В тот же миг порыв ветра донёс из сада позади радостный, беззаботный смех прекрасных хозяек Белль Демуазель.

Старый полковник вскочил и взобрался на дамбу. Затем, заставив себя двигаться более спокойно, он поспешил в дом и приказал подать лошадь.

«Скажите моим детям, чтобы веселились, пока меня нет, — оставил он распоряжение. — Я вернусь сегодня ночью», — и копыта большой лошади застучали по просёлочной дороге, ведущей в город.

«Чарли, — сказал плантатор, подъезжая к окну, из которого выглядывал ночной колпак старика, — что скажешь, Чарли — мой дом за твой? Эй, Чарли, что скажешь?»

«’Элло! — сказал Чарли. — Откуда ты взялся в такое время ночи?»

«Я пришёл с Биржи». Небольшая часть правды.

«Что тебе нужно?» — спросил практичный Чарли.

«Я пришёл меняться».

Никчёмный родственник снял шерстяную шапку с ушей. «О, да», — сказал он с неуверенным видом.

«Ну, старик Чарли, что скажешь? Мой дом за твой, как ты говорил, э, Чарли?»

«Я не знаю, — сказал Чарли, — он почти мой сейчас.

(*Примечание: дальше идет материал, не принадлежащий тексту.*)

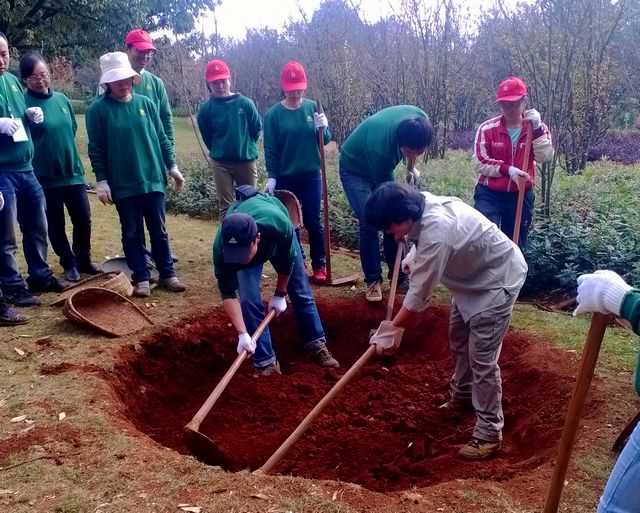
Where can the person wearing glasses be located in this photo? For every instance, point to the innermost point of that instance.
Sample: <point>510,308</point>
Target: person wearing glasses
<point>59,169</point>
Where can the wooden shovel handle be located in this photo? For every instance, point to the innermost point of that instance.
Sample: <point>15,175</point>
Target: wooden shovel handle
<point>304,425</point>
<point>217,392</point>
<point>574,412</point>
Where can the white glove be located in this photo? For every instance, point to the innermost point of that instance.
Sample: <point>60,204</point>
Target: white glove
<point>104,192</point>
<point>515,174</point>
<point>271,186</point>
<point>409,261</point>
<point>320,120</point>
<point>534,116</point>
<point>602,292</point>
<point>245,342</point>
<point>177,177</point>
<point>279,304</point>
<point>8,126</point>
<point>35,114</point>
<point>387,338</point>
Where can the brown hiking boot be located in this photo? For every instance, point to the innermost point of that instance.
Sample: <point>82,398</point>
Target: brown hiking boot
<point>374,292</point>
<point>477,449</point>
<point>322,357</point>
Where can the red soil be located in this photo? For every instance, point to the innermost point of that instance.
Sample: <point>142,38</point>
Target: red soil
<point>383,431</point>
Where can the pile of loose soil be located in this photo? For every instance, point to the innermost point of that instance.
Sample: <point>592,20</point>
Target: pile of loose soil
<point>384,431</point>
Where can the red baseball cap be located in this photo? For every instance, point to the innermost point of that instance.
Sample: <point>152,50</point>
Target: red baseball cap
<point>293,77</point>
<point>217,70</point>
<point>511,89</point>
<point>140,40</point>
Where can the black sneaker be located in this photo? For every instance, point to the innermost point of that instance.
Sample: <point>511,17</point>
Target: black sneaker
<point>20,296</point>
<point>9,317</point>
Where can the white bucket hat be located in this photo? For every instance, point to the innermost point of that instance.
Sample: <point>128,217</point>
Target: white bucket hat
<point>116,66</point>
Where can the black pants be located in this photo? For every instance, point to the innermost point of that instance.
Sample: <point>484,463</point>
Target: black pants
<point>74,197</point>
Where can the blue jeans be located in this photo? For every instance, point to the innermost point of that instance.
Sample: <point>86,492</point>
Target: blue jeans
<point>622,492</point>
<point>500,208</point>
<point>304,307</point>
<point>24,205</point>
<point>358,189</point>
<point>135,212</point>
<point>309,194</point>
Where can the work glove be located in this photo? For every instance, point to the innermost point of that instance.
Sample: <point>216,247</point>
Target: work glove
<point>602,291</point>
<point>278,303</point>
<point>174,173</point>
<point>387,338</point>
<point>35,115</point>
<point>8,126</point>
<point>409,261</point>
<point>245,342</point>
<point>534,116</point>
<point>320,120</point>
<point>413,175</point>
<point>104,192</point>
<point>271,186</point>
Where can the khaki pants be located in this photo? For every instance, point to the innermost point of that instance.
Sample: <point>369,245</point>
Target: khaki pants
<point>226,172</point>
<point>475,348</point>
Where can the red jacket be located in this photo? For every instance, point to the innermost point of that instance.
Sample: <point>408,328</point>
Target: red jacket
<point>493,153</point>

Почему ты сам там не останешься?»

«Потому что не хочу, — яростно сказал полковник. — Этого достаточно для тебя? Тебе лучше согласиться на моё предложение, старик, я говорю тебе, да!»

Чарли даже не вздрогнул; но как же его ответ обрадовал полковника! Сказал Чарли:

«Мне всё равно, я беру его. Mais, владение переходит сразу».

«Не вся плантация, Чарли; только...»

«Мне всё равно, — сказал Чарли, — мы легко можем это уладить. Mais, почему ты не хочешь оставить его? Я не хочу его. Тебе лучше оставить его себе».

«Не пытайся делать из меня дурака, старик», — крикнул плантатор.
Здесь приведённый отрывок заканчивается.